Numerical analyses of brittle crack growth experiments in compression using a modified phase-field theory

Abstract

There has been a huge interest in recent years in using phase-field theories for numerical analyses of fracture phenomena. However, in phase-field fracture theories, a critical aspect often involves a decomposition of the strain energy density to select physically trustworthy crack paths and to prevent interpenetration of crack surfaces. This aspect becomes even more critical in the case of mixed-mode loading under compression. To overcome these challenges, a hydrostatic-spectral-deviatoric decomposition, enhanced by separate critical energy release rates for different fracture modes, is employed in this study. In order to evaluate the enhanced decomposition strategy, a set of biaxially loaded crack experiments in global compression is designed.

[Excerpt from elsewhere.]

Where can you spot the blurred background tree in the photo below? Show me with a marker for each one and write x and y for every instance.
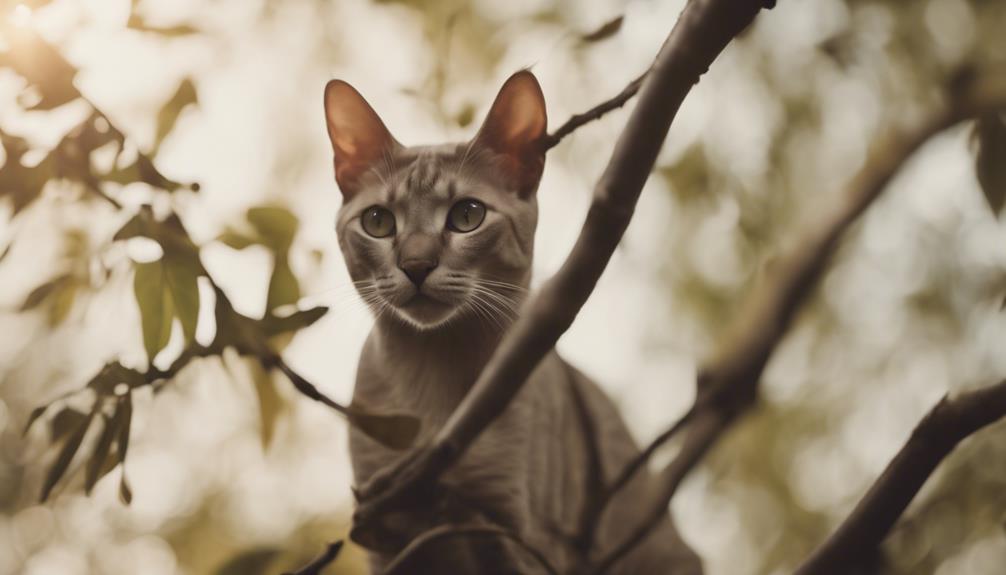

Samples of different geometries contain multiple flaws and holes. The experiments are numerically simulated using a unified set of material parameters and three different strain energy decomposition methods (i.e., hydrostatic-spectral-deviatoric, spectral and hydrostatic–deviatoric). Simulations using the hydrostatic-spectral-deviatoric decomposition scheme capture both intricate crack paths and critical loads in the experiments. The enhanced decomposition strategy seems capable of simulating the experiments with reasonable precision, in sharp contrast to the two commonly used decomposition strategies (spectral and hydrostatic–deviatoric).